I didn’t grow up longing to become a teacher. I went to university and acquired an honours degree in business. After those four years ended, I still didn’t know what job I wanted to pursue. My future husband suggested teachers college and the rest is history. He saw qualities in me, that I was not aware of myself, at the time. I was super fortunate and was offered a full time contract, as soon as I completed school. I jumped head first into a grade 3/4 classroom and treaded water, barely keeping myself afloat, for that year. I still had lots of professional growing ahead of me, but I enjoyed the time I spent with my students. I was able to stay in that grade for a while, which allowed me to improve and find tune my practice, with each new class.
Then, I had my first son and that experience made me a more thoughtful teacher. I began to see each of my students as someones son or daughter. They were not just children, they were precious souls that meant the world to their parents. I began treating all of my students, with the love and care, that I wanted my son to receive, during his day at school. I accepted kind gestures from the my students with grace. The hug hello, the thoughtful picture that was created just for me and the exciting story that had to be shared from the night before, were invaluable gifts that I received daily. I was enjoying the profession and realized that it had been the right career path for me. I was meant to work with kids, but I began feeling that something was missing from the curriculum.
This feeling of unrest was accompanied by a drastic change at school for my son. He went from a boy who looked forward to class, to one that cried and refused to get out of the car and start his day. I was baffled by this new behaviour and to be honest, school has been an uphill battle since then. I believe this change occurred because it was the first time in his life, that he saw himself as less than. He chose to believe a fictional story about himself, based on lack of educational ability and self worth. His self confidence was shot and we are still trying to build it back up. My eyes are not covered by blinders, when it comes to my sons behaviour. He is a ball of energy and doesn’t fit the traditional model of school very well. He needs lots of movement and some freedom, but these needs are hard to meet in a regular class. I am not blaming the school for his situation, but I tell it because there are MANY students in this predicament in MANY schools.

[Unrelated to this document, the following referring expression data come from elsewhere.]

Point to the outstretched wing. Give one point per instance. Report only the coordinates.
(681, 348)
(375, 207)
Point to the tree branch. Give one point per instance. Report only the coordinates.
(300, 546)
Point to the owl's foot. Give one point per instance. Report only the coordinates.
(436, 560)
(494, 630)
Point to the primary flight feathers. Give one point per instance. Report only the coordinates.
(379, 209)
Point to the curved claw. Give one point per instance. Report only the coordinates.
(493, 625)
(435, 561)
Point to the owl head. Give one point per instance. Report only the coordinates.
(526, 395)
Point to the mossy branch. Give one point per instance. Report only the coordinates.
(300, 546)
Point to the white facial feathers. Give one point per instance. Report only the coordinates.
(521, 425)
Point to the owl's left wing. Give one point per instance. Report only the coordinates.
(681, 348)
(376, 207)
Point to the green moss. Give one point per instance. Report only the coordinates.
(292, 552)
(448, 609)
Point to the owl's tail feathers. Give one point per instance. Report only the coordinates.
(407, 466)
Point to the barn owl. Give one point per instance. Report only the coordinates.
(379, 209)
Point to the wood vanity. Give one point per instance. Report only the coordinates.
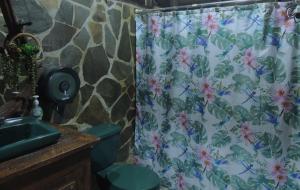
(61, 166)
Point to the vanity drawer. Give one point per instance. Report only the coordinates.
(70, 173)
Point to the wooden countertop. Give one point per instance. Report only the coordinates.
(70, 142)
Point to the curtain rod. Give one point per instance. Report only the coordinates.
(210, 4)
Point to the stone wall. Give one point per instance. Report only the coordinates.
(97, 39)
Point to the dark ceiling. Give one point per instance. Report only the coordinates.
(165, 3)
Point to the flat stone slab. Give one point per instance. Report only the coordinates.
(124, 52)
(82, 39)
(86, 92)
(65, 12)
(70, 56)
(110, 42)
(109, 90)
(120, 108)
(94, 114)
(95, 64)
(81, 14)
(59, 36)
(115, 21)
(29, 10)
(87, 3)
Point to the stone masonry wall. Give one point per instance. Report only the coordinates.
(97, 39)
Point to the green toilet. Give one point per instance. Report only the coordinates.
(111, 176)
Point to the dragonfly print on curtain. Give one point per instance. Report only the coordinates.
(218, 98)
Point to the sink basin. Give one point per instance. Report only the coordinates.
(19, 136)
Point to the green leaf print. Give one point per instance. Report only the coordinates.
(243, 82)
(293, 152)
(150, 122)
(199, 136)
(241, 114)
(223, 70)
(221, 109)
(275, 68)
(180, 78)
(238, 183)
(292, 118)
(166, 67)
(202, 66)
(295, 75)
(223, 39)
(271, 145)
(221, 138)
(179, 105)
(244, 40)
(259, 40)
(260, 182)
(150, 67)
(293, 40)
(218, 178)
(239, 153)
(289, 185)
(165, 40)
(165, 100)
(178, 138)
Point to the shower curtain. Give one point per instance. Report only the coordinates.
(218, 97)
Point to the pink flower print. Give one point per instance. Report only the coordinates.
(249, 59)
(183, 119)
(154, 26)
(277, 167)
(207, 164)
(135, 160)
(206, 88)
(280, 95)
(152, 83)
(209, 97)
(138, 57)
(283, 20)
(279, 173)
(156, 141)
(211, 24)
(246, 133)
(286, 106)
(157, 90)
(204, 154)
(184, 57)
(181, 183)
(213, 27)
(281, 179)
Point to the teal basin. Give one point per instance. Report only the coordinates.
(20, 136)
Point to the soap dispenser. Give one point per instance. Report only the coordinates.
(37, 111)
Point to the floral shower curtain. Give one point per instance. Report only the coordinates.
(218, 97)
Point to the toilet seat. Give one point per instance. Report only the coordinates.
(130, 177)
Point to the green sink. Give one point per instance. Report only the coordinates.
(20, 136)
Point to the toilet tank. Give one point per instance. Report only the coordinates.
(104, 153)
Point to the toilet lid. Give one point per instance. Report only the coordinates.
(133, 177)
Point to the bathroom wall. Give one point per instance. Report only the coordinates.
(97, 39)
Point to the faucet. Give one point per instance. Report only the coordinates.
(2, 121)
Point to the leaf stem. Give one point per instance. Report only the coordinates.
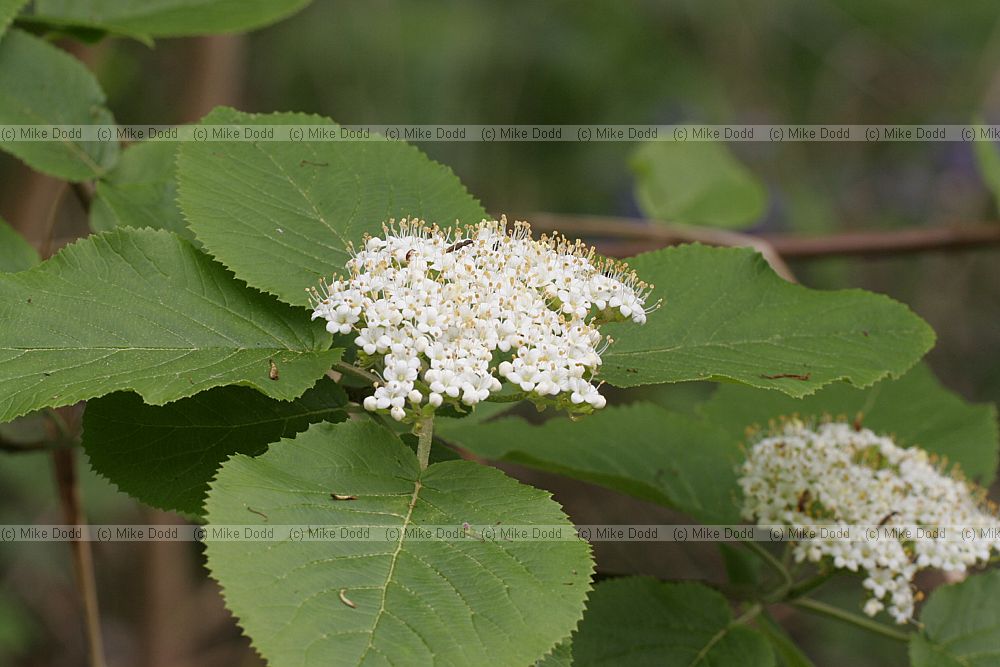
(830, 611)
(425, 435)
(351, 369)
(64, 461)
(748, 615)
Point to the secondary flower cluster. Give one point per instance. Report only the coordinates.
(447, 315)
(835, 474)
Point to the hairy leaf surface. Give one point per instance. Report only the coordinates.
(145, 311)
(166, 455)
(281, 214)
(641, 621)
(41, 84)
(460, 601)
(727, 316)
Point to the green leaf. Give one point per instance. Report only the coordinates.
(16, 254)
(641, 621)
(140, 191)
(961, 625)
(727, 316)
(8, 10)
(698, 183)
(41, 84)
(561, 656)
(53, 27)
(639, 449)
(915, 408)
(165, 456)
(786, 651)
(280, 214)
(170, 18)
(415, 601)
(145, 311)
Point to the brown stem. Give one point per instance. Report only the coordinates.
(64, 461)
(890, 242)
(632, 235)
(660, 233)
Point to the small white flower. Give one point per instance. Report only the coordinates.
(837, 474)
(449, 315)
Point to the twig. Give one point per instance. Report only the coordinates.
(425, 437)
(64, 461)
(773, 562)
(84, 192)
(894, 242)
(661, 233)
(344, 367)
(830, 611)
(869, 243)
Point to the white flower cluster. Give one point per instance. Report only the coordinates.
(838, 475)
(446, 315)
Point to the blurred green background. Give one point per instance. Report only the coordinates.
(521, 62)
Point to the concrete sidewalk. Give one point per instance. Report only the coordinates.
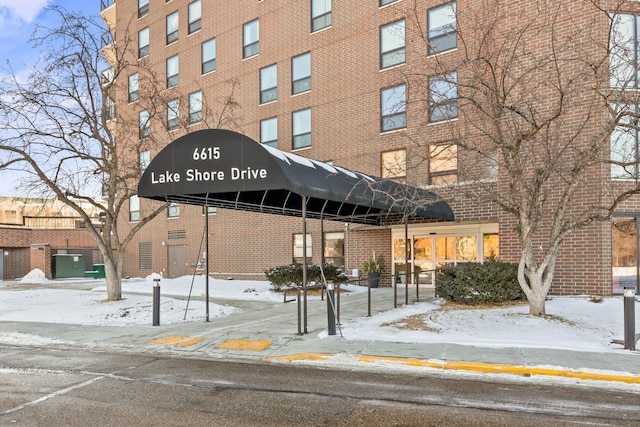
(268, 332)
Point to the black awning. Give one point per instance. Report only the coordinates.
(221, 168)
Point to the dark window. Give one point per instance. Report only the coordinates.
(442, 28)
(301, 73)
(320, 14)
(208, 56)
(251, 38)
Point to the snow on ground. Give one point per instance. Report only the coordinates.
(574, 323)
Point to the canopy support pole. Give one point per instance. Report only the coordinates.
(304, 259)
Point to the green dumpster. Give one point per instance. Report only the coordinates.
(99, 269)
(68, 265)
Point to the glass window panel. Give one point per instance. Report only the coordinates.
(195, 16)
(467, 248)
(269, 132)
(442, 28)
(269, 84)
(301, 73)
(195, 107)
(143, 42)
(320, 14)
(172, 27)
(423, 249)
(251, 34)
(392, 44)
(173, 71)
(491, 246)
(624, 254)
(393, 108)
(297, 246)
(394, 164)
(208, 56)
(302, 129)
(133, 87)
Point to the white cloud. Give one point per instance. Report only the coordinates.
(20, 10)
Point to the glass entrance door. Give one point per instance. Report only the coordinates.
(624, 253)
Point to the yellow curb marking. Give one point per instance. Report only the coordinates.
(253, 345)
(178, 341)
(303, 356)
(476, 367)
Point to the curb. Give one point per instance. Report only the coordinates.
(479, 367)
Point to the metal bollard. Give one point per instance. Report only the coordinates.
(156, 302)
(630, 318)
(331, 316)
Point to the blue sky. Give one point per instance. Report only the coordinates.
(18, 19)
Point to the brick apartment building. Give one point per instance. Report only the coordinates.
(327, 80)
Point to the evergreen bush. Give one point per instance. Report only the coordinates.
(473, 283)
(284, 277)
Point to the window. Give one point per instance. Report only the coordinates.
(268, 83)
(133, 87)
(143, 42)
(195, 16)
(173, 71)
(320, 14)
(442, 28)
(334, 248)
(173, 114)
(443, 164)
(297, 247)
(145, 159)
(443, 97)
(625, 140)
(143, 8)
(251, 39)
(392, 44)
(145, 126)
(623, 62)
(172, 27)
(145, 256)
(195, 107)
(209, 210)
(302, 128)
(393, 164)
(269, 132)
(301, 73)
(173, 211)
(491, 246)
(109, 108)
(393, 108)
(208, 56)
(134, 208)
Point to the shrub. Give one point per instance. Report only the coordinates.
(290, 276)
(472, 283)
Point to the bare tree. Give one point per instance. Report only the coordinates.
(61, 122)
(535, 112)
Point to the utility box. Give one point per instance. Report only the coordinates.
(68, 265)
(99, 269)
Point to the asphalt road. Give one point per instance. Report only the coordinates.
(71, 387)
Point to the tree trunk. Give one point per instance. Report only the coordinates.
(113, 272)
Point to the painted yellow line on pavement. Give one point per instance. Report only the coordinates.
(487, 368)
(302, 356)
(253, 345)
(177, 341)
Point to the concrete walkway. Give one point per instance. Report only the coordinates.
(268, 332)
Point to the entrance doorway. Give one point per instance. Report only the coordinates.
(624, 252)
(430, 248)
(177, 261)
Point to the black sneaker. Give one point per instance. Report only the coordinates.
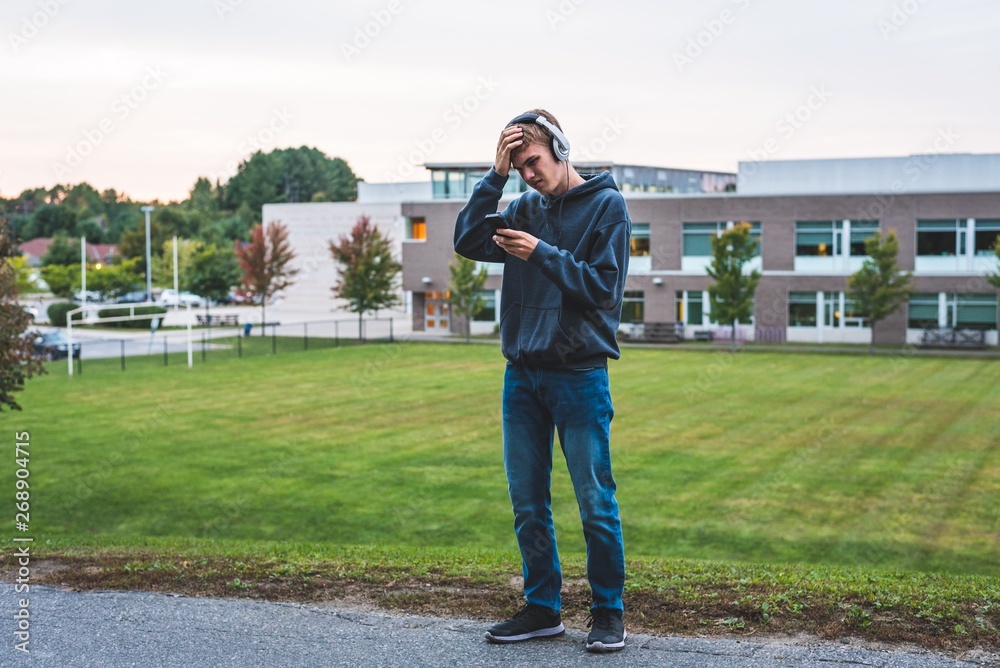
(607, 631)
(532, 621)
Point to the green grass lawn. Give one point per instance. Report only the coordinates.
(888, 461)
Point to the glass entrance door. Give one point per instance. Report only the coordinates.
(436, 313)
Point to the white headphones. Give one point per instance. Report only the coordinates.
(560, 145)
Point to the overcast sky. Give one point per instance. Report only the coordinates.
(145, 96)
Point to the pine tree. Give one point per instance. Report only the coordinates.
(368, 270)
(879, 287)
(17, 361)
(732, 293)
(465, 291)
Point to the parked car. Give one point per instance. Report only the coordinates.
(132, 297)
(55, 346)
(92, 297)
(171, 297)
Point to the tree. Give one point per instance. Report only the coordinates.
(62, 251)
(62, 279)
(163, 260)
(731, 296)
(265, 264)
(879, 287)
(465, 290)
(289, 175)
(18, 361)
(367, 269)
(211, 273)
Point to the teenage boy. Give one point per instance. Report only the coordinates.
(565, 249)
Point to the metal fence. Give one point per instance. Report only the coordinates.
(174, 346)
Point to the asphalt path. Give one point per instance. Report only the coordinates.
(67, 629)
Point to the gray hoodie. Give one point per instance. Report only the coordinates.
(561, 307)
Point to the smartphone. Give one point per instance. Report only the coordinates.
(496, 220)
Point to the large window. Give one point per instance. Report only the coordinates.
(633, 307)
(690, 307)
(416, 228)
(941, 237)
(975, 311)
(815, 238)
(802, 309)
(923, 311)
(968, 311)
(987, 232)
(826, 238)
(640, 240)
(861, 231)
(487, 311)
(698, 236)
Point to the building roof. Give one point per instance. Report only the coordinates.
(35, 249)
(584, 164)
(920, 173)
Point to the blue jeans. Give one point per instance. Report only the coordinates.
(577, 404)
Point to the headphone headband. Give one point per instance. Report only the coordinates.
(560, 145)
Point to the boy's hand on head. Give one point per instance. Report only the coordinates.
(510, 139)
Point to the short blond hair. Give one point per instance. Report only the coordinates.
(535, 133)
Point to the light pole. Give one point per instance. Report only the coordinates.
(149, 260)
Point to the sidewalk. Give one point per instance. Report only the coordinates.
(111, 629)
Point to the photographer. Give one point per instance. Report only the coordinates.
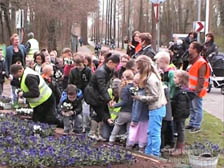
(98, 49)
(68, 65)
(177, 52)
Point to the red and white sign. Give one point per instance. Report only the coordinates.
(156, 12)
(199, 26)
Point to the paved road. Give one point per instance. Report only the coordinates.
(213, 103)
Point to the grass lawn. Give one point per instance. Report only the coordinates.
(212, 130)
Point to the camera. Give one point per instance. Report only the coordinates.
(68, 61)
(133, 91)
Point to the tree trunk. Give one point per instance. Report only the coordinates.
(84, 29)
(6, 15)
(129, 13)
(52, 45)
(115, 3)
(123, 24)
(153, 29)
(140, 16)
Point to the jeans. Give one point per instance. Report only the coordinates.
(123, 118)
(167, 134)
(196, 112)
(180, 124)
(154, 131)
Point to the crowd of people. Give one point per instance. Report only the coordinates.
(140, 95)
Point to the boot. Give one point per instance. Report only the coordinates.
(99, 133)
(93, 130)
(179, 149)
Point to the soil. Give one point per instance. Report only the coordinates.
(142, 161)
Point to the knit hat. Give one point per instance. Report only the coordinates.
(116, 83)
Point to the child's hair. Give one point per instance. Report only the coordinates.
(66, 50)
(183, 78)
(79, 59)
(47, 68)
(163, 55)
(114, 57)
(89, 60)
(127, 75)
(13, 37)
(146, 67)
(71, 89)
(38, 53)
(136, 79)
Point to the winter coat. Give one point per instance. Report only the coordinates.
(80, 78)
(148, 51)
(9, 55)
(2, 71)
(126, 99)
(96, 92)
(181, 103)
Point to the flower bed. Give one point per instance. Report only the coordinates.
(20, 147)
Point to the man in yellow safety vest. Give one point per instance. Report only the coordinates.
(37, 93)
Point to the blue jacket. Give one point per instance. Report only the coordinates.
(140, 110)
(126, 99)
(9, 55)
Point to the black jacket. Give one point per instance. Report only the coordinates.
(148, 51)
(2, 71)
(76, 106)
(55, 89)
(96, 92)
(80, 78)
(181, 103)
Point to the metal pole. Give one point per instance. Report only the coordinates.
(207, 16)
(199, 17)
(158, 29)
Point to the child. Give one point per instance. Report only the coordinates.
(155, 98)
(39, 59)
(71, 109)
(68, 64)
(163, 62)
(80, 76)
(181, 107)
(139, 121)
(114, 112)
(48, 77)
(125, 104)
(2, 72)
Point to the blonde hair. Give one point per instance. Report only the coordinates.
(163, 55)
(146, 67)
(183, 77)
(127, 76)
(13, 37)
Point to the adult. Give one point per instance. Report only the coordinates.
(37, 93)
(199, 73)
(96, 93)
(15, 54)
(68, 65)
(192, 36)
(146, 40)
(124, 60)
(134, 46)
(209, 46)
(32, 46)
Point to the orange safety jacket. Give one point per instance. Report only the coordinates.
(138, 48)
(193, 76)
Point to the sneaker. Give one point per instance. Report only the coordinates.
(100, 138)
(93, 136)
(194, 130)
(189, 127)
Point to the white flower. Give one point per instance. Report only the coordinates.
(37, 128)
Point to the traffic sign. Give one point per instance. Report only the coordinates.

Every child is born with a unique gift and I believe that everyone has some form of brilliance. I see some form of brilliance in all my students. Whether they grow to be a wonderful parent, they show us love through a kind gesture, or they simply provide another perspective. All babies are born perfect and brilliant and I believe we “educate” it out of them. One of my favourite students was a boy that performed horribly on his report card, but he would go home at night and pull apart a radio and rebuild it perfectly. This is a brilliant gift that is not assessed by school. He has great value in the world, but school does not value his brilliance. We are all born with an important purpose and we need to nurture our small souls so they can share it with the world. This is why I created Teaching with Tenderness. If we can create an environment in our schools that is rooted in love, compassion and trust, then we can reach all students, regardless of academic ability or subject matter. I want to help all of you establish this loving atmosphere in your classroom.